Thursday, August 27, 2009

Ouch!

Is there anything that hurts more than when your children hurt? I think not. From their birth we try to protect them and to rear them to be responsible, happy adults. Then we have grandchildren.

When the grandkids come, we find a new part of ourselves that we had no idea existed. I know this because I looked for this part before grandkids (BG) and could not find it. Sydney is born and all of a sudden I am locked in the jaws of this incredible love for a helpless little bundle. When I'm sure that I have felt the supreme amount of love one could have for another, I have granddaughter #2 capture my heart. Gabby was good at it.

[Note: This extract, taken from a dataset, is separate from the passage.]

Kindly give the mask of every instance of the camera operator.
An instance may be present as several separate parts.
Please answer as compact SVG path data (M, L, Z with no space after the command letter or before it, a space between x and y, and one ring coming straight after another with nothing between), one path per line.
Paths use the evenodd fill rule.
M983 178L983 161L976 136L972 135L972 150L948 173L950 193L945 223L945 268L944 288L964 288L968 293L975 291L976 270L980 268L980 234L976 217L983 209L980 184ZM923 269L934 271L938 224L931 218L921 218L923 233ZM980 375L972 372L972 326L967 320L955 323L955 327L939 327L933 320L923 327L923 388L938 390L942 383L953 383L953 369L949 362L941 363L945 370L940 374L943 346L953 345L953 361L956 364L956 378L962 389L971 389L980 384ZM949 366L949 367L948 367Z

The lucky thing is that at the age I am now I have actually leaned a few things. I learned that I cannot make my children learn my lessons. I learned that I can put myself aside and find more of myself in the children I now watch grow. I rather like being 'older'. Responsibility has been given back to those who own it. There are secret places in my brain I am just discovering. And best, of all, I have learned that I am ageless.

It's difficult to see your children hurting and even harder to watch the grandchildren. We hope that their parents will have knowledge to help their children, and we hope that somewhere over the years we passed off good lessons that will assist in this challenge of growing up.

I'm still growing up. I like the journey. Now I supply bandaids and an occasional word of advice. I listen to little ones. Not only by what they say but very often by what they don't.

Ouch. Growing up is not easy. But I intend to do the best I can.